But really, why the lack of interest in this years telecast, which I felt was largely superior than past shows, not just because my favorite films were among the honored, but also for Jon Stewart, a witty racantor-- remember they with the writer strike they only had like a week and half to writer the show, not the usual two or three months. The musical performances were done quite well also, with Amy Adams cute and cuddily and the team from Once ruling the world. Sure the show had silly tributes, but they all do-- it's one of those things Oscar fetishists laugh and argue about, but the trivialities of them are apart of why the show is special.

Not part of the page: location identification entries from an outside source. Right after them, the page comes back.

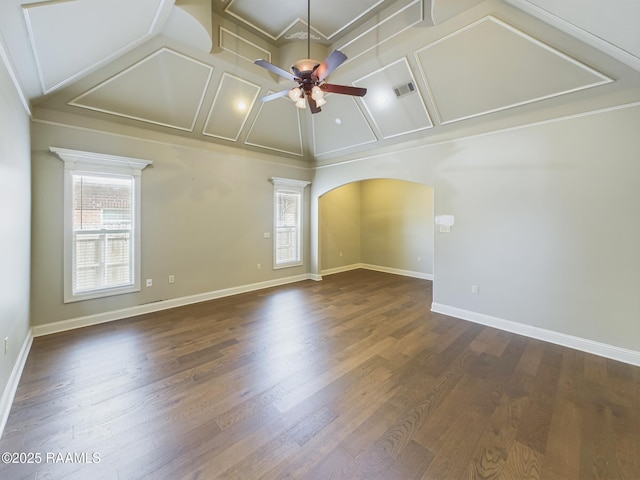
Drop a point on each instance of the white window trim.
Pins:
(288, 185)
(78, 162)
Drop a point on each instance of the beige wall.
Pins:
(340, 227)
(205, 210)
(15, 225)
(382, 222)
(547, 222)
(397, 225)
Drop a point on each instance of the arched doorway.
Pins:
(381, 224)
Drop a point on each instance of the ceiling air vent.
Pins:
(404, 89)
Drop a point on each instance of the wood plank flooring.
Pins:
(349, 378)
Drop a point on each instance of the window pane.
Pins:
(287, 227)
(102, 223)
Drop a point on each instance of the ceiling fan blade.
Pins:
(333, 61)
(274, 69)
(313, 106)
(273, 96)
(344, 89)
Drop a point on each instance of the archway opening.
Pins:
(380, 224)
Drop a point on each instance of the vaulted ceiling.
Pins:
(434, 69)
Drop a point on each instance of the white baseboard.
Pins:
(378, 268)
(344, 268)
(14, 379)
(79, 322)
(590, 346)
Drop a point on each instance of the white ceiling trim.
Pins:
(13, 76)
(362, 81)
(371, 37)
(76, 101)
(217, 97)
(37, 57)
(299, 153)
(238, 38)
(579, 33)
(374, 137)
(278, 36)
(603, 78)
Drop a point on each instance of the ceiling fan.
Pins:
(310, 75)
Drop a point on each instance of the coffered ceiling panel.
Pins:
(277, 127)
(233, 102)
(328, 18)
(68, 38)
(599, 18)
(490, 66)
(165, 88)
(341, 125)
(393, 100)
(397, 18)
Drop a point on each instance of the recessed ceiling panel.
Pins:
(490, 66)
(393, 100)
(340, 125)
(328, 17)
(71, 37)
(234, 100)
(614, 20)
(165, 88)
(400, 16)
(282, 135)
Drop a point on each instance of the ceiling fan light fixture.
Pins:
(295, 94)
(318, 95)
(305, 65)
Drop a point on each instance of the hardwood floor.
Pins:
(349, 378)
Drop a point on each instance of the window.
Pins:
(102, 224)
(288, 221)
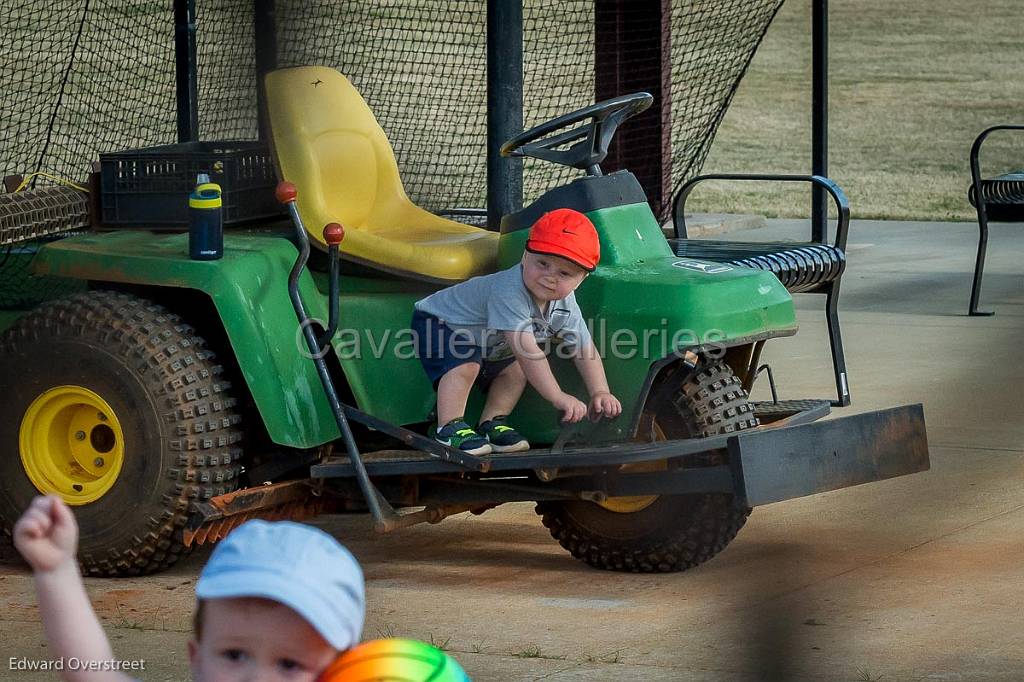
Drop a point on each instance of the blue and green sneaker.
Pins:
(503, 438)
(460, 435)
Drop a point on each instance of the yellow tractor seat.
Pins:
(329, 144)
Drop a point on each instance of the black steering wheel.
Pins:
(591, 138)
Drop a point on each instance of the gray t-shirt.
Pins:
(485, 306)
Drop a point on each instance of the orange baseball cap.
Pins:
(567, 233)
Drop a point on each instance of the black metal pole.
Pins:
(184, 70)
(504, 107)
(819, 116)
(265, 49)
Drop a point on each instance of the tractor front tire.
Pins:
(664, 534)
(114, 403)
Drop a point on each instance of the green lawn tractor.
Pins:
(178, 397)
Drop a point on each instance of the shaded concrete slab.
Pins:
(920, 578)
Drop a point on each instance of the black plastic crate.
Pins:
(150, 187)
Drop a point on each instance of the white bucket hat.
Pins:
(297, 565)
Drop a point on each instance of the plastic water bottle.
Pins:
(206, 226)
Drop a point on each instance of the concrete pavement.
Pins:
(920, 578)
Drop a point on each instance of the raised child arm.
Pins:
(47, 538)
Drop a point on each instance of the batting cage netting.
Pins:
(86, 77)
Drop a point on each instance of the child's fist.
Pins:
(604, 405)
(46, 535)
(571, 408)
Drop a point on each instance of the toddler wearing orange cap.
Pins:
(487, 331)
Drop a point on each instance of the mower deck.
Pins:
(407, 462)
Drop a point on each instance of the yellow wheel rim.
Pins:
(634, 503)
(72, 444)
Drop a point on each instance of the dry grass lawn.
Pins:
(911, 84)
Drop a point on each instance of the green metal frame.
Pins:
(639, 289)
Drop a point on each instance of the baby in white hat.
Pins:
(274, 601)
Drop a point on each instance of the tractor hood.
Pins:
(642, 288)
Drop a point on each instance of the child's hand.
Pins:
(571, 408)
(605, 405)
(46, 535)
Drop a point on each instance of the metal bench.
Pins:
(803, 267)
(1001, 201)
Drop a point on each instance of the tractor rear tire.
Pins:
(664, 534)
(115, 405)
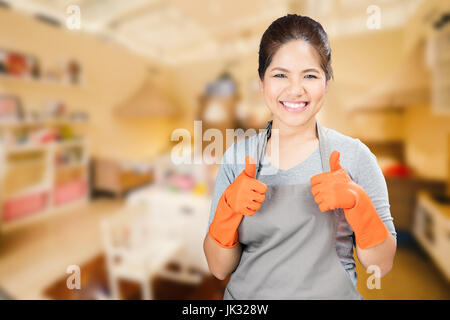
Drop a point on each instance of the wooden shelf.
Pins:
(58, 195)
(13, 80)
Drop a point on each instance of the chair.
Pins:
(137, 248)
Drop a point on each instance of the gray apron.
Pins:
(289, 245)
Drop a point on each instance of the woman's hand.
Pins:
(246, 194)
(335, 189)
(242, 197)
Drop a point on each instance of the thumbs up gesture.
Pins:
(334, 189)
(246, 194)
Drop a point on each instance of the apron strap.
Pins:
(324, 149)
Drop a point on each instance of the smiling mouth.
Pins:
(294, 106)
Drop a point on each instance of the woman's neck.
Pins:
(289, 135)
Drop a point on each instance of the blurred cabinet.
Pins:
(432, 229)
(41, 179)
(117, 177)
(403, 194)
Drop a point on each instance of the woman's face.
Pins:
(294, 85)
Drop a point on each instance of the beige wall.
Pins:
(111, 74)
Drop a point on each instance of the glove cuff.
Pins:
(223, 228)
(366, 223)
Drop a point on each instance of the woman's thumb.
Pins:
(250, 166)
(334, 161)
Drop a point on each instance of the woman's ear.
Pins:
(327, 85)
(261, 85)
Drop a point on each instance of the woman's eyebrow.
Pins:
(286, 70)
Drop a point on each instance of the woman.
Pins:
(285, 228)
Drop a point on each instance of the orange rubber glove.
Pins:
(242, 197)
(335, 189)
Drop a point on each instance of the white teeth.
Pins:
(294, 105)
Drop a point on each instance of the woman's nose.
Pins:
(296, 88)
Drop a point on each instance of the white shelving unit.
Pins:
(47, 183)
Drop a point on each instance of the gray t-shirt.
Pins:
(355, 157)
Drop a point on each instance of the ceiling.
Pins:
(181, 31)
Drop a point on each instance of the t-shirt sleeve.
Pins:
(225, 176)
(370, 177)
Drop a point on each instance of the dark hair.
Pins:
(294, 27)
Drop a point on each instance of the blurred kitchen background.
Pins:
(92, 90)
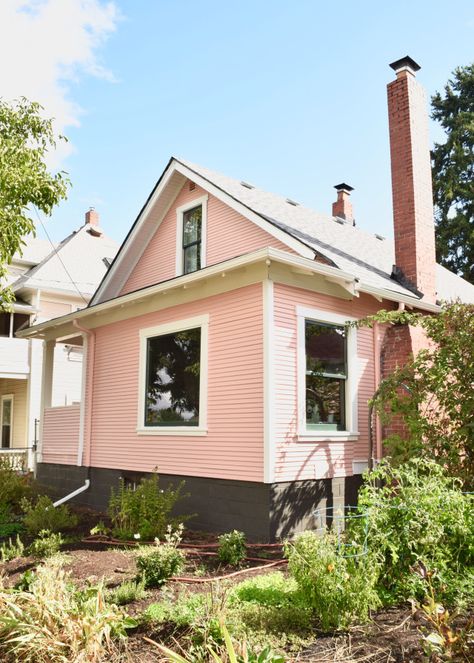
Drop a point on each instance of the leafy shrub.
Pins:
(417, 514)
(232, 548)
(131, 590)
(42, 515)
(159, 562)
(270, 610)
(10, 550)
(145, 510)
(55, 622)
(14, 485)
(8, 522)
(46, 544)
(339, 589)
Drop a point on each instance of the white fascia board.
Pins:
(267, 254)
(139, 223)
(239, 207)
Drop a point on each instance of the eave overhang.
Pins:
(349, 286)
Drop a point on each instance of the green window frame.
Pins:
(326, 376)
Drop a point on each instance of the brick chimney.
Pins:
(342, 208)
(415, 259)
(92, 217)
(92, 222)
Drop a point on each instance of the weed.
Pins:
(52, 621)
(339, 589)
(418, 514)
(232, 548)
(14, 485)
(43, 515)
(46, 544)
(127, 592)
(159, 562)
(145, 510)
(10, 550)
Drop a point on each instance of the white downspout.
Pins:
(66, 498)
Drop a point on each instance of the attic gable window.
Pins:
(192, 226)
(191, 221)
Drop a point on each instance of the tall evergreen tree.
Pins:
(453, 173)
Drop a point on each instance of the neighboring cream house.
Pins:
(48, 281)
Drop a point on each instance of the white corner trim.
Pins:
(303, 313)
(82, 410)
(201, 321)
(268, 383)
(201, 201)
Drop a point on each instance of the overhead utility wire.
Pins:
(59, 257)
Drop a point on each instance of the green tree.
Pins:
(453, 173)
(437, 401)
(26, 138)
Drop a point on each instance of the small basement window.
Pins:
(173, 369)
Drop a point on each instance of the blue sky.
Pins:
(290, 96)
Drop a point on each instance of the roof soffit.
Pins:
(153, 213)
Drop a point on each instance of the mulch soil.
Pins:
(393, 636)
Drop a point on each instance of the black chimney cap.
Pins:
(344, 187)
(407, 61)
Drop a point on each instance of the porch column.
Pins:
(46, 389)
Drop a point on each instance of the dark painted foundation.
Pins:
(265, 512)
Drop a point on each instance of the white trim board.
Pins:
(201, 321)
(303, 313)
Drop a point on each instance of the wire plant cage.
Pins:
(339, 521)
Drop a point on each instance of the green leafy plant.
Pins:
(228, 652)
(339, 589)
(8, 522)
(42, 515)
(232, 548)
(100, 529)
(418, 514)
(440, 636)
(436, 405)
(14, 486)
(163, 560)
(53, 621)
(10, 550)
(127, 592)
(146, 510)
(46, 544)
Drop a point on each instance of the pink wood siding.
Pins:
(233, 447)
(309, 460)
(61, 434)
(228, 235)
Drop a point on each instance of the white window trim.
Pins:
(352, 380)
(202, 200)
(201, 321)
(7, 397)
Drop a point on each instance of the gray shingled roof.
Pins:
(348, 247)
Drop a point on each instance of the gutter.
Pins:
(267, 254)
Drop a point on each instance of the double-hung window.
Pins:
(192, 235)
(191, 220)
(173, 373)
(327, 374)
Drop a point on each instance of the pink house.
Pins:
(217, 346)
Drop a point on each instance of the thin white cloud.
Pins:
(47, 44)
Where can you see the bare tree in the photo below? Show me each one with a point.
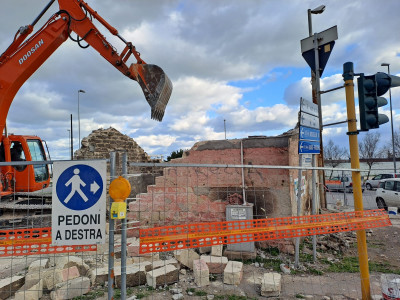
(369, 149)
(332, 154)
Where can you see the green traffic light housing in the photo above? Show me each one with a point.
(370, 88)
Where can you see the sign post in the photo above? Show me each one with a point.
(79, 203)
(309, 144)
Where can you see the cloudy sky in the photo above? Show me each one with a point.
(238, 61)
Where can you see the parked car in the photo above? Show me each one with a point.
(373, 183)
(341, 183)
(388, 193)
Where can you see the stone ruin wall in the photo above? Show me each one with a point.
(101, 142)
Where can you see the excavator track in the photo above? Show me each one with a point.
(25, 212)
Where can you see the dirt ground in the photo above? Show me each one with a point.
(318, 280)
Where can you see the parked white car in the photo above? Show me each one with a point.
(373, 183)
(388, 193)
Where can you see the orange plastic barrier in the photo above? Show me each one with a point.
(34, 241)
(169, 238)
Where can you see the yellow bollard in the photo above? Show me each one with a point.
(119, 190)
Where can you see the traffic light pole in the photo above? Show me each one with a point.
(348, 76)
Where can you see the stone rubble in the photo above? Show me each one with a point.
(65, 276)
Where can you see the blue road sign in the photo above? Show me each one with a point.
(309, 147)
(79, 187)
(309, 134)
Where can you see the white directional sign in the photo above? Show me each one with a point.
(79, 203)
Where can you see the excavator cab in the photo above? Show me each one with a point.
(23, 177)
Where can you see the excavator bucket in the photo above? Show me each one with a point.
(156, 86)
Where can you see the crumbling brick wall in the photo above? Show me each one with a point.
(191, 194)
(101, 142)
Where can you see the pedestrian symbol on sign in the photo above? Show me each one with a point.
(79, 187)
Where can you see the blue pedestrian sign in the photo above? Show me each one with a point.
(309, 134)
(79, 203)
(79, 187)
(309, 147)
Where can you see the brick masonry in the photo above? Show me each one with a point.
(200, 194)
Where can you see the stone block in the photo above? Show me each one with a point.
(70, 261)
(51, 279)
(217, 250)
(165, 275)
(233, 272)
(203, 250)
(98, 276)
(241, 255)
(38, 264)
(216, 264)
(70, 289)
(146, 257)
(30, 291)
(161, 263)
(201, 273)
(135, 275)
(186, 257)
(8, 286)
(271, 285)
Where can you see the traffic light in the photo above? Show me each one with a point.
(369, 89)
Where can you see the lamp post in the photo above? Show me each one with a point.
(391, 118)
(69, 140)
(319, 10)
(79, 120)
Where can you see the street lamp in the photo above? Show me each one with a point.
(391, 119)
(79, 120)
(319, 10)
(70, 142)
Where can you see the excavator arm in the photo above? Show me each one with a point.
(25, 55)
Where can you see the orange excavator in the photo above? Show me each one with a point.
(29, 51)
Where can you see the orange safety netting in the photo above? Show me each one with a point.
(169, 238)
(34, 241)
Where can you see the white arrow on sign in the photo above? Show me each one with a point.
(94, 187)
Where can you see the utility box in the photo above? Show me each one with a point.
(240, 213)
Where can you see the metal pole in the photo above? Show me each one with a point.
(391, 119)
(79, 120)
(314, 206)
(72, 142)
(297, 244)
(317, 88)
(225, 127)
(243, 183)
(123, 235)
(111, 237)
(309, 22)
(69, 139)
(316, 98)
(79, 124)
(348, 76)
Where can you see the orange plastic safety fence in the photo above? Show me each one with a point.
(169, 238)
(34, 241)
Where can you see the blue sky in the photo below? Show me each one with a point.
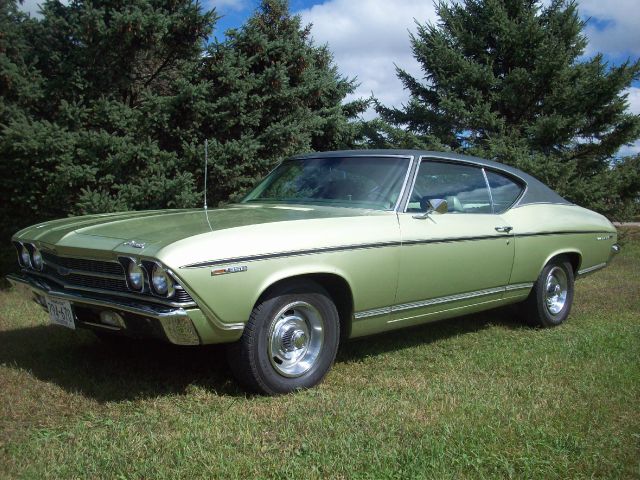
(367, 37)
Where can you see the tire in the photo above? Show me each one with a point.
(549, 303)
(289, 342)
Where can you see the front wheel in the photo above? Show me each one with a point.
(289, 342)
(550, 301)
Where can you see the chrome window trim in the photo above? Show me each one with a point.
(512, 178)
(411, 159)
(486, 181)
(454, 162)
(440, 300)
(404, 183)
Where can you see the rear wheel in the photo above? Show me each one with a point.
(550, 301)
(289, 342)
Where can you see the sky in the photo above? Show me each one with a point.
(369, 37)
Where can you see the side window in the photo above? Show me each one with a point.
(463, 187)
(504, 191)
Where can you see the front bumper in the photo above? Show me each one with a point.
(141, 320)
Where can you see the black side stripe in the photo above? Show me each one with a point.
(363, 246)
(295, 253)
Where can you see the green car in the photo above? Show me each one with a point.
(329, 246)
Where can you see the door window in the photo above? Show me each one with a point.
(462, 186)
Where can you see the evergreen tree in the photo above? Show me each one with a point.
(100, 71)
(272, 93)
(104, 105)
(505, 79)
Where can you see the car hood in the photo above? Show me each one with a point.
(159, 228)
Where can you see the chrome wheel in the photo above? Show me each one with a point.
(555, 290)
(296, 338)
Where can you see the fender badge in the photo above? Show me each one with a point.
(224, 271)
(134, 244)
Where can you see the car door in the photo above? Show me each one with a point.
(451, 260)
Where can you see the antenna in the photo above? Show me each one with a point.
(206, 162)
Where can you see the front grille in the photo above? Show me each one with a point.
(97, 275)
(96, 266)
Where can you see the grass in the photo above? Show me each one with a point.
(474, 397)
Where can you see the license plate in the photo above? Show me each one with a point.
(60, 312)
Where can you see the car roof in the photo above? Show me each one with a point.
(535, 192)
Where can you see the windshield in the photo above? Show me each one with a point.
(361, 182)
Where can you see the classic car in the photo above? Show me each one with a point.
(328, 247)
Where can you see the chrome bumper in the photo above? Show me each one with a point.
(174, 322)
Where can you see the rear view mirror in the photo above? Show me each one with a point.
(438, 205)
(435, 205)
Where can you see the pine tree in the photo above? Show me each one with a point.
(272, 93)
(90, 116)
(505, 79)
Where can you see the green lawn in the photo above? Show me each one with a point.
(474, 397)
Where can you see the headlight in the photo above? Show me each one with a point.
(136, 275)
(25, 256)
(162, 282)
(36, 259)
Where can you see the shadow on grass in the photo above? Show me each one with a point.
(507, 317)
(78, 362)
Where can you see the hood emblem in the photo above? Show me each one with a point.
(134, 244)
(63, 271)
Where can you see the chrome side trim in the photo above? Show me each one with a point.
(440, 300)
(518, 286)
(372, 313)
(584, 271)
(447, 299)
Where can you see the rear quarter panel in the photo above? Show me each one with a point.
(543, 231)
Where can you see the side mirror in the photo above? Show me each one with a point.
(436, 205)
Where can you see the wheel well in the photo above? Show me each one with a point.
(574, 258)
(337, 288)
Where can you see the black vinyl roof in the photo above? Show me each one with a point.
(536, 191)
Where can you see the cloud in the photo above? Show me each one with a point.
(367, 38)
(633, 97)
(31, 7)
(613, 28)
(226, 4)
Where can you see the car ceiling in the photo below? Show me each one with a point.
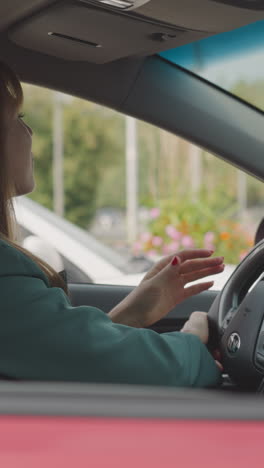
(120, 73)
(88, 32)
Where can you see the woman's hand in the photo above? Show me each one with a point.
(197, 324)
(163, 287)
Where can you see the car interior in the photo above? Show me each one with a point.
(112, 52)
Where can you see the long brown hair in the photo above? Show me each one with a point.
(11, 100)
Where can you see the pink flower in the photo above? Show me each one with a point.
(172, 247)
(157, 241)
(154, 213)
(187, 242)
(145, 236)
(209, 237)
(137, 248)
(172, 232)
(209, 246)
(151, 253)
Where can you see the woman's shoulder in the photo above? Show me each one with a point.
(14, 262)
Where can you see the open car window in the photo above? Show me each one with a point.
(126, 193)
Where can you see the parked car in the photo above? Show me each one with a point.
(107, 51)
(85, 259)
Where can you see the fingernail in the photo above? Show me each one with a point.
(175, 261)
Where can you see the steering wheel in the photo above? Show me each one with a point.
(236, 321)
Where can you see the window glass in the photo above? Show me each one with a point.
(233, 60)
(128, 193)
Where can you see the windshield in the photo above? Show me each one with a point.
(233, 60)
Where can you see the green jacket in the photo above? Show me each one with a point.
(42, 337)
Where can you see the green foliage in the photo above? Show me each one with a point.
(93, 155)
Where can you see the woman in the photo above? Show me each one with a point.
(42, 337)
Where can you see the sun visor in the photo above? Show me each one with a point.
(81, 32)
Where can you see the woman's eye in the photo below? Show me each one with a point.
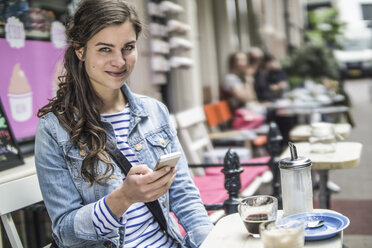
(105, 49)
(128, 48)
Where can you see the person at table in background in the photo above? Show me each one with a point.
(256, 70)
(276, 78)
(238, 87)
(90, 202)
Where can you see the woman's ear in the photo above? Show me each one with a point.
(79, 53)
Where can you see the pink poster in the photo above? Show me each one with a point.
(28, 80)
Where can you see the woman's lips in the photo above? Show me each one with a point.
(116, 74)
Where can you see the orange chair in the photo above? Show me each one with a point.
(211, 114)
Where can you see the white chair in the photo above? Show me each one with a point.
(198, 147)
(19, 188)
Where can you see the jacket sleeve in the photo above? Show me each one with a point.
(186, 203)
(71, 218)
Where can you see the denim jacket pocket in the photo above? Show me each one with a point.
(74, 159)
(161, 138)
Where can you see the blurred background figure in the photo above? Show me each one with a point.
(238, 88)
(256, 71)
(276, 78)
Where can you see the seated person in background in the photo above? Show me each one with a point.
(275, 76)
(238, 87)
(256, 69)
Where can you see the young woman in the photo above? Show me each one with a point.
(90, 201)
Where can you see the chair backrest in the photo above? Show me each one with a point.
(193, 133)
(19, 188)
(218, 115)
(223, 110)
(211, 114)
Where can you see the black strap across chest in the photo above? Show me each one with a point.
(125, 166)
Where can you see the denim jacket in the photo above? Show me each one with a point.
(69, 198)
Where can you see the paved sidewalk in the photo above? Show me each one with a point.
(356, 184)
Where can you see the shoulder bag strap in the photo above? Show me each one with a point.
(125, 166)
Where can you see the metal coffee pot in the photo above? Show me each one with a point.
(297, 189)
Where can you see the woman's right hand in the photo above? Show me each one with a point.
(140, 185)
(144, 185)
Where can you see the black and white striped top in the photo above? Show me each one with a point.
(142, 230)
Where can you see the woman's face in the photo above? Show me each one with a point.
(110, 56)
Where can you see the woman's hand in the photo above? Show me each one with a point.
(140, 185)
(145, 185)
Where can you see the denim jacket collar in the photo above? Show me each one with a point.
(136, 106)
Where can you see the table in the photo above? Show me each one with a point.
(20, 187)
(231, 232)
(346, 156)
(303, 132)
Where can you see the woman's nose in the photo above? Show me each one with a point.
(118, 60)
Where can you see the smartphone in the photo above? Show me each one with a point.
(170, 160)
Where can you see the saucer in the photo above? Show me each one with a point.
(334, 223)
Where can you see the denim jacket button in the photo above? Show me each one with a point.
(107, 244)
(83, 153)
(138, 147)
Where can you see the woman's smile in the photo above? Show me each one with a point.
(117, 74)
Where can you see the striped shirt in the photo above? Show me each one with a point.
(142, 229)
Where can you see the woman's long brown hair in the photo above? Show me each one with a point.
(76, 104)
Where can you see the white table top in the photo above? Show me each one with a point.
(20, 171)
(230, 232)
(346, 156)
(302, 132)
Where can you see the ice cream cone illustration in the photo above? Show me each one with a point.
(20, 95)
(57, 73)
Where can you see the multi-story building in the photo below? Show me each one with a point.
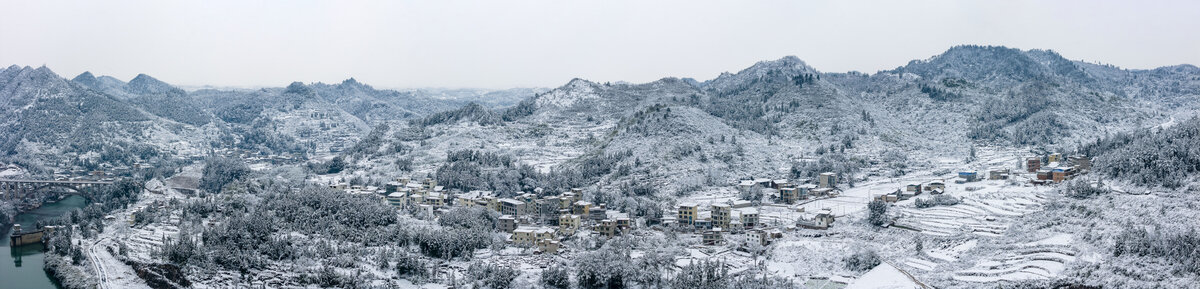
(569, 223)
(688, 214)
(827, 179)
(721, 215)
(511, 206)
(532, 235)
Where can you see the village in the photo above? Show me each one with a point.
(720, 220)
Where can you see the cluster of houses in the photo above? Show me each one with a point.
(533, 221)
(787, 192)
(1056, 168)
(913, 190)
(541, 222)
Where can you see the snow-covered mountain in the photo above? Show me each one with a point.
(773, 114)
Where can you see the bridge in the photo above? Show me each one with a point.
(18, 190)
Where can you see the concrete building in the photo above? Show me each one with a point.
(531, 235)
(508, 223)
(688, 214)
(397, 199)
(827, 179)
(1032, 164)
(569, 223)
(511, 206)
(713, 236)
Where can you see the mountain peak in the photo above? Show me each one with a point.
(298, 88)
(87, 79)
(353, 84)
(147, 84)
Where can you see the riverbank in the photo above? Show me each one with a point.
(23, 266)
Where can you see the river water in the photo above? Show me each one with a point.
(22, 266)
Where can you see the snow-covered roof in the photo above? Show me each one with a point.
(885, 276)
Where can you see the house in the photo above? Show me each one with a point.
(511, 206)
(430, 184)
(997, 174)
(913, 187)
(827, 179)
(747, 186)
(1061, 173)
(721, 215)
(606, 227)
(825, 217)
(568, 224)
(822, 192)
(581, 208)
(435, 199)
(1080, 162)
(598, 214)
(549, 246)
(969, 176)
(1044, 174)
(822, 220)
(1032, 164)
(532, 235)
(761, 235)
(935, 186)
(804, 191)
(703, 221)
(888, 197)
(787, 196)
(508, 223)
(397, 199)
(688, 212)
(780, 184)
(748, 217)
(567, 199)
(762, 181)
(1054, 158)
(713, 236)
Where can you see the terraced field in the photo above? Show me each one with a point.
(987, 215)
(1037, 260)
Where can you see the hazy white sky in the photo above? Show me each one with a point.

But what was so unappealing about this year-- was it the movies, and the more attention on brain than Hollywood might-- would you really want a best picture line-up consisting of 2007's top grossers-- Spider-man 3, Pirates of the Caribbean: At World's End and Shrek the Third. Attention has been focused on the lack of big Hollywood films in the line-up, but none of the films selected were really out and out indies either. Atonement came from Focus Features (the specialty division of Universal), Juno from Fox Searchlight (still Fox), No Country For Old Men and There Will Be Blood hybrids from Paramount Vantage and Miramax (Paramount and Disney), and Michael Clayton from Warner Bros.
That's been the trend in recent years-- the speciality divisions have been making the Oscar bait movies, while the bigger divisions are making the movies, but on the flip side whenever the big side of the companies do make an Oscar bid, they don't really go for it-- case in point-- last year Paramount Pictures released Zodiac, David Fincher's intelligent, engrossing thesis into the Zodiac killings. The film came out in March to rave reviews and flaccid box office and then was mostly forgotten by years end-- by the distributers, critics and Academy.
It may not be popular, but I rejoice the Academy for (mostly) making the right decisions this year-- none of the films that won weren't deserving-- debates will rage forever if some were more worthy (I have some things to say), but I digress I embrace the Academy of Motion Picture Arts and Sciences for making happily and intelligently unpopular choices.